Da
orecchia (vd.). Le due opzioni, in
-a e in
-o, si alternano nell'it. antico – così come nel poema – senza alcuna differenza semantica. Rispetto alla forma femm., tuttavia, quella masch. risulta predominante in doc. di area tosc. (cfr.
Corpus OVI) e conta att. più tarde: la più antica si registra nei
Trattati morali di Albertano da Brescia volgarizzati da Andrea da Grosseto, databili al 1268 («E quali nemici tu ài lasciato intrare per le finestre del tuo corpo, cioè per la bocca e per gli occhi e per li orecchi» ivi, L. 2, cap. 38, p. 130); nello stesso testo è tuttavia rilevabile anche il tipo femm.
le orecchie (sempre al plur.). La genesi dell'alternativa masch. è prob. da ricondurre all'assegnazione di un valore collettivo a
orecchia, da cui la diffusione del tipo
le orecchia (per analogia su
le dita,
le ginocchia ecc.) e la conseguente formazione di un sing. in
-o (cfr. Rohlfs, II, § 384). Una successiva tendenza normalizzante e il modello di altre coppie del lessico anat. (come
occhio / occhi) avranno determinato la formazione del corrispettivo masch. plur. in
-i:
gli orecchi. Quest'ultima è senz'altro la soluzione predominante nei testi danteschi. Infatti, se la forma femm. (impiegata anche al sing.) conta occ. limitate e per lo più vincolate a esigenze metriche (vd.
orecchia), l'alternativa masch. (sempre al plur.) risulta l'unica accolta in prosa e quella preferita in poesia.
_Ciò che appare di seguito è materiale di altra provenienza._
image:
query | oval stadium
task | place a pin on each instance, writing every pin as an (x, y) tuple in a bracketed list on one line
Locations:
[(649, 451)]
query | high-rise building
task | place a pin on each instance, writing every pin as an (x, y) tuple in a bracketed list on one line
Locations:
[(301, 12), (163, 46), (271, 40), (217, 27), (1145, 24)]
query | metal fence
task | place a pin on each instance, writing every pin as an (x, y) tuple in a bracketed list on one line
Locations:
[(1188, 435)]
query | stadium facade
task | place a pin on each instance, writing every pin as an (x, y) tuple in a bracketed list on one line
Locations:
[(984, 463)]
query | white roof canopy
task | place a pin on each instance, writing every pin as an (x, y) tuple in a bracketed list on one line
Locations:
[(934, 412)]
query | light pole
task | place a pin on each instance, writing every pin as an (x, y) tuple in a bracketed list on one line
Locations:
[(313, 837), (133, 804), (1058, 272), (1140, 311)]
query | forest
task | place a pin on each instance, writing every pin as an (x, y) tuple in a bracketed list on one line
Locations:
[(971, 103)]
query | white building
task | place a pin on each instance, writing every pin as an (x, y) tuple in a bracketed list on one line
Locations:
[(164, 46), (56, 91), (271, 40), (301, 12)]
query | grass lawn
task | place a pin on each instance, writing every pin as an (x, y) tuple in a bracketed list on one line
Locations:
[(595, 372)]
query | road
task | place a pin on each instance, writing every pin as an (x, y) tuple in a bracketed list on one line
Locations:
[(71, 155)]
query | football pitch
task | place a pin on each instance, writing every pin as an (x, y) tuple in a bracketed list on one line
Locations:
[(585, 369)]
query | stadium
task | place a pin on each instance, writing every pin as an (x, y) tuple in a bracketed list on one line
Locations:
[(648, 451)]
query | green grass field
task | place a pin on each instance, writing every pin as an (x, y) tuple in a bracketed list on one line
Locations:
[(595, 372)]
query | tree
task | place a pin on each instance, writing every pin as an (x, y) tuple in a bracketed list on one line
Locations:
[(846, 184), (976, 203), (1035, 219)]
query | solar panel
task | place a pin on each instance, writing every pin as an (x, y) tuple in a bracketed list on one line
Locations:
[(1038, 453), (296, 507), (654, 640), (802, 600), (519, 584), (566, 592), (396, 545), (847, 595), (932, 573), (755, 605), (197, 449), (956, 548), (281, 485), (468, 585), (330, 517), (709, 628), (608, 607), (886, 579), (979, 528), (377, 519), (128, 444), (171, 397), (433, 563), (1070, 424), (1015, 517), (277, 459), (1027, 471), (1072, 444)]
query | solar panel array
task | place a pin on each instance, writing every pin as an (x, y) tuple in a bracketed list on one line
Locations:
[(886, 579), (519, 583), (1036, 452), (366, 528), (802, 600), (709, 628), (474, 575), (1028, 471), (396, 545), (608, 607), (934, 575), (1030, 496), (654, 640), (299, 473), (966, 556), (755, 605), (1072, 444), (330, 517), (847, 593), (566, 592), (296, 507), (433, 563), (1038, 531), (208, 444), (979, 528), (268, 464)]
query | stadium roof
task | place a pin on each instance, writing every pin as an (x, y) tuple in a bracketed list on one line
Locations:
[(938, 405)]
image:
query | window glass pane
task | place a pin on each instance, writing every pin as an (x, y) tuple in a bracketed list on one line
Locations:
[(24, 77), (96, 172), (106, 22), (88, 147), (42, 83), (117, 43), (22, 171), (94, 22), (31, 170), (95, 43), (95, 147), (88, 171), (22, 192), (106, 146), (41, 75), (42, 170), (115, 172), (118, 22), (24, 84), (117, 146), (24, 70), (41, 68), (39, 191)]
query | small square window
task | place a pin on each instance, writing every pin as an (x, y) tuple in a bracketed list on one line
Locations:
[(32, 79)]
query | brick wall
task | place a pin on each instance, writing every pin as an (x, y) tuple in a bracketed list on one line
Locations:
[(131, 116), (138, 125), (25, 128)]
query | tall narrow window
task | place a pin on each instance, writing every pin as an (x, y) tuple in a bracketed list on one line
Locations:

Nella
Commedia, in partic.,
orecchi ricorre anche in rima, due volte (con
becchi e
lecchi a
Inf. 17.71, con
becchi e
specchi a
Inf. 32.52). A eccezione dei casi condizionati dal metro, la forma femm. e quella masch. si alternano anche nella trad. manoscritta del poema; tende tuttavia a prediligere
orecchi il cod. Triv (cfr. Petrocchi
ad l.). A
Inf. 8.65 Inglese (ed. critica) legge
orecchi («Ma neli orecchi mi percosse un duolo» Id.,
ad l.). Per la lez.
orecchie/orecchi a
Inf. 25.126 vd. quando detto s.v.
scempio. Sul piano semantico, Dante ricorre al termine per lo più con valore propr.; in taluni casi – per es. con rif. alle orrende metamorfosi subite dai ladri nell'ottavo cerchio o alle condizioni dei traditori nel Cocito – il sost. può indicare soltanto la struttura esterna dell'organo, cioè il padiglione auricolare.
Locuz. e fras. L'espressione
aprire gli orecchi (o
le orecchie) è ben doc. nell'it. antico; prima di Dante si rileva nelle
Arringhe di Matteo dei Libri, databili alla seconda metà del sec. XIII («et convene ke voi aperiti le vostre orecle del capo e quelle del core, sì ke voi possati et intendere et consiglare e prendere quello ke sia lo meglo per voi» ivi, 22, p. 68; cfr.
Corpus OVI). Con il masch.
orecchi l'espressione ricorre soprattutto in testi fior., con testimonianze anche nelle altre due Corone (es. «E alle mie ultime parole, o giovane, apri gli orecchi» Boccaccio,
Ameto, cap. 18, p. 729; «Apra gli orecchi ogn'uomo a questo salmo / Se vuol stare in pace e non disfarse» Petrarca,
Disperse e attribuite, 181, v. 12; cfr.
Corpus OVI).
Autore: Barbara Fanini.
Data redazione: 27.02.2023.
Data ultima revisione: 03.05.2023.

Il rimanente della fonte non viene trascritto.